Um Dia Perfeito / A Perfect Day

3.5 out of 5.0 stars

Por um bom tempo depois que vimos Um Dia Perfeito/A Perfect Day, produção espanhola de 2015 de Fernando León de Aranoa, fiquei pensando no título de um livro hoje pouquíssimo conhecido, Misérias e Grandezas do Nosso Futebol, e no deslumbrante verso do Caetano, “a força da grana que ergue e destrói coisas belas”.

Nada a ver com o nosso futebol, nem propriamente com a força da grana – mas com as expressões de coisas antípodas, a grandeza e a miséria, a capacidade de erguer e de destruir coisas belas.

Um Dia Perfeito é um extraordinário filme que mostra como poucos essa convivência chocante, apavorante, da grandeza com a miséria, a habilidade humana de construir e destruir.

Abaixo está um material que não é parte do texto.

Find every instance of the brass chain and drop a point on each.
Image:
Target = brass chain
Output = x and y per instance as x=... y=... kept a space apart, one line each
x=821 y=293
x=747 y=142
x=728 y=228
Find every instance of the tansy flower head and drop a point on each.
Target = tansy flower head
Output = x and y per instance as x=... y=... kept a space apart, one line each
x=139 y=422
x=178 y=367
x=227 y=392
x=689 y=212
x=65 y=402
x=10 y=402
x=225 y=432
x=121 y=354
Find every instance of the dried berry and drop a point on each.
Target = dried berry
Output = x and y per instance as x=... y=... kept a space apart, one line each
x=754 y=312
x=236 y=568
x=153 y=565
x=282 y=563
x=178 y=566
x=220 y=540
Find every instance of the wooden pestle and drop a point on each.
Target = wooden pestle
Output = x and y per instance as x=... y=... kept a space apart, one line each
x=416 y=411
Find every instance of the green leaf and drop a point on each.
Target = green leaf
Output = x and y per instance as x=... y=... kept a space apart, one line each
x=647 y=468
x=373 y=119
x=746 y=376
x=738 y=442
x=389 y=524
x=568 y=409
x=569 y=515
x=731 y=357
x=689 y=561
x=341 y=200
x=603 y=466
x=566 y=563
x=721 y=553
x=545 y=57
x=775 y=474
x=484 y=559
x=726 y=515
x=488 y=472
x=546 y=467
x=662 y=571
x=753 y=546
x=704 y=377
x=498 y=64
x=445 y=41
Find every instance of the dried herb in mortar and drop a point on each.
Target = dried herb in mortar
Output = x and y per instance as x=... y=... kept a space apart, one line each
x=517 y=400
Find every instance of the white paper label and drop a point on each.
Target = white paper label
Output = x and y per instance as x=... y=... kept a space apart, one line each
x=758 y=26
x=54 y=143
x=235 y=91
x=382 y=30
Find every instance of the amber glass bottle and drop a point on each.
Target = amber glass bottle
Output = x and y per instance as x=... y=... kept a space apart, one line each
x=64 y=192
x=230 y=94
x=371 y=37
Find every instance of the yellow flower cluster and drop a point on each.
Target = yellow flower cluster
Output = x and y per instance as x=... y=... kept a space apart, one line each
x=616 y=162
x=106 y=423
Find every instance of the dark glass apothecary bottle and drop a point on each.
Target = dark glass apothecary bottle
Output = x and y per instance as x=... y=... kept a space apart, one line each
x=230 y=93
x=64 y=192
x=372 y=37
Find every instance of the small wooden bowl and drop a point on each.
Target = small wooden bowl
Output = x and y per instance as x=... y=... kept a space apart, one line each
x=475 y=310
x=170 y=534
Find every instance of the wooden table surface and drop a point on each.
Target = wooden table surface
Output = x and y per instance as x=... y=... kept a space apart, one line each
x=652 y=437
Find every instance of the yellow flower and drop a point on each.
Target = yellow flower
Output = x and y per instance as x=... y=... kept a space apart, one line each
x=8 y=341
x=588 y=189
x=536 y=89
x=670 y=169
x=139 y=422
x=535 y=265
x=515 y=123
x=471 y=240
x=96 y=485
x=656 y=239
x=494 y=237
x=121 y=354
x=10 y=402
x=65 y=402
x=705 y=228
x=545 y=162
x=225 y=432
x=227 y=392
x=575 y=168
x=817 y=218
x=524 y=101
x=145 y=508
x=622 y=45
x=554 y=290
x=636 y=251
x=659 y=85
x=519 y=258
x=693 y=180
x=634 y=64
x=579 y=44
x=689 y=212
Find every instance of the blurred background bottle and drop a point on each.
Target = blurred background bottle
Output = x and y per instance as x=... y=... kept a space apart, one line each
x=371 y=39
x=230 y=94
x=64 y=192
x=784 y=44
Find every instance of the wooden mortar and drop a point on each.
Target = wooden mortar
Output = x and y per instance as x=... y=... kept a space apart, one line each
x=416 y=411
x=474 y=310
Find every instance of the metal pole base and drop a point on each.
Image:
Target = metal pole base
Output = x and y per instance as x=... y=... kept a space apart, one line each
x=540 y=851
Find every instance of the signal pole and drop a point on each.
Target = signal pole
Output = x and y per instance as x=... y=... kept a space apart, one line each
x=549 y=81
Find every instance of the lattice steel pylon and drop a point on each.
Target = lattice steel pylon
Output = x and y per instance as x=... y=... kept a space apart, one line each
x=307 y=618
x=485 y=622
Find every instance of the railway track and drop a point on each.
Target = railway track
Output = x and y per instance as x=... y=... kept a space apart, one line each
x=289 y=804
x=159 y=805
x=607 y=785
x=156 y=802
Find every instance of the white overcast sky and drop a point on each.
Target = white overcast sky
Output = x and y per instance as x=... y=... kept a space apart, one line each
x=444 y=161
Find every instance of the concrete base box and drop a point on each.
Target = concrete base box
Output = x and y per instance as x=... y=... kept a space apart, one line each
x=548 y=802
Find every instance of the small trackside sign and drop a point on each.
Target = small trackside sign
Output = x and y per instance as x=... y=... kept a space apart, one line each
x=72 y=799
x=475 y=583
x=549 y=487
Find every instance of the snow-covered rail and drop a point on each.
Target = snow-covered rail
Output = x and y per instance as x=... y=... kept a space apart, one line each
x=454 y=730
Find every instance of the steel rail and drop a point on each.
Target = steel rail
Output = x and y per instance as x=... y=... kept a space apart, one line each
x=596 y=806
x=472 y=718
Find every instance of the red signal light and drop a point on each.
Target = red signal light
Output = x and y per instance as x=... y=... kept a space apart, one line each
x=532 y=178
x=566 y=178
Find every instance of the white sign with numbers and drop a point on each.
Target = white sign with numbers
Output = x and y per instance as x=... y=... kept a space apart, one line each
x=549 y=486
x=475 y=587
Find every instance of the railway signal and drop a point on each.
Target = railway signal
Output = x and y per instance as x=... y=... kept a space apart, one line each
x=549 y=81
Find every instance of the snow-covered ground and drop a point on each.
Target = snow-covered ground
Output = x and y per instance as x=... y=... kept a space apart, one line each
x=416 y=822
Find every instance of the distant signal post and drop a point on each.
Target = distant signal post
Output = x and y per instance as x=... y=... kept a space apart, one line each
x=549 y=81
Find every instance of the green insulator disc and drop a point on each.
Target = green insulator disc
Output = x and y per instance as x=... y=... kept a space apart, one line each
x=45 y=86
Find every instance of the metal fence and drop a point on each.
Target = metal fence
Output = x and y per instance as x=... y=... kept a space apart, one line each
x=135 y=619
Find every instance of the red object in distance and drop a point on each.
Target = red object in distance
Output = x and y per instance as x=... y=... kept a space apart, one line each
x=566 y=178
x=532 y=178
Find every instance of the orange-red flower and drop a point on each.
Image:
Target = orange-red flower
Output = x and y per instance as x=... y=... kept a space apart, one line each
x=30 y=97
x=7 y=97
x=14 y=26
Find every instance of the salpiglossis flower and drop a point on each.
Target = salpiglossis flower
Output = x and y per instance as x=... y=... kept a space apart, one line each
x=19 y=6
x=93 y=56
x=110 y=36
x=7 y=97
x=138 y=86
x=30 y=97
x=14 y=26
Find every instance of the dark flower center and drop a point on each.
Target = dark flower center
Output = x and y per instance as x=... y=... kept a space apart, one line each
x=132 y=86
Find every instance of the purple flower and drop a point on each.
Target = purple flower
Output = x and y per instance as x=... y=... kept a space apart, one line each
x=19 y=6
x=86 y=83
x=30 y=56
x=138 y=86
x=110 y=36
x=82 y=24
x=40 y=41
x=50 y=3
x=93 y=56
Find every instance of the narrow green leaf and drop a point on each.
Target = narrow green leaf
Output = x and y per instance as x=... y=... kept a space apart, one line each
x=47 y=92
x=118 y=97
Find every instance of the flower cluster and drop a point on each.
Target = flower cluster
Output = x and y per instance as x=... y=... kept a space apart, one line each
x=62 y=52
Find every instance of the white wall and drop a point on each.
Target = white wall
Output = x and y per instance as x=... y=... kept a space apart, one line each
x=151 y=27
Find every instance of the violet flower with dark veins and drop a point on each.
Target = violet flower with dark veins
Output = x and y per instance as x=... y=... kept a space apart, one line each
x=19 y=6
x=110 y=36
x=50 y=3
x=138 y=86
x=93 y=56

É daquele tipo de filme que deixa você, durante muito tempo, ruminando, questionando, fazendo aquelas perguntas que sabemos que não têm sentido fazermos, porque não vamos encontrar a resposta nunca:

Como é que é possível? Como pode?

Como podem existir seres humanos que iniciam uma guerra, incitam milhares de pessoas à guerra – e ao mesmo tempo seres humanos absolutamente abnegados, que dedicam a vida a ajudar aos outros? Como é possível que haja torturadores, assassinos, esquartejadores, gente que se dedica a espalhar minas pelo chão, para explodir e matar a primeira pessoa que pisar ali, seja quem for – e ao mesmo tempo haver médicos, enfermeiros, e voluntários que trabalham incansavelmente, loucamente, em ONGs, enfrentando todo tipo de perigo, para ajudar gente que nunca viu na vida?

Como é que pode, meu Deus do céu e também da Terra?

Essa coisa de fazer “aquelas perguntas que sabemos que não têm sentido fazermos, porque não vamos encontrar a resposta nunca” é mais uma citação, como as que fiz ao título do livro e ao verso do Caetano. Está numa canção de Kate Wolf, a cantora-compositora que só vim a conhecer já na meia-idade e que agora está no panteão dos meus maiores ídolos. Ela faz também uma citação – repete alguns versos de uma outra canção.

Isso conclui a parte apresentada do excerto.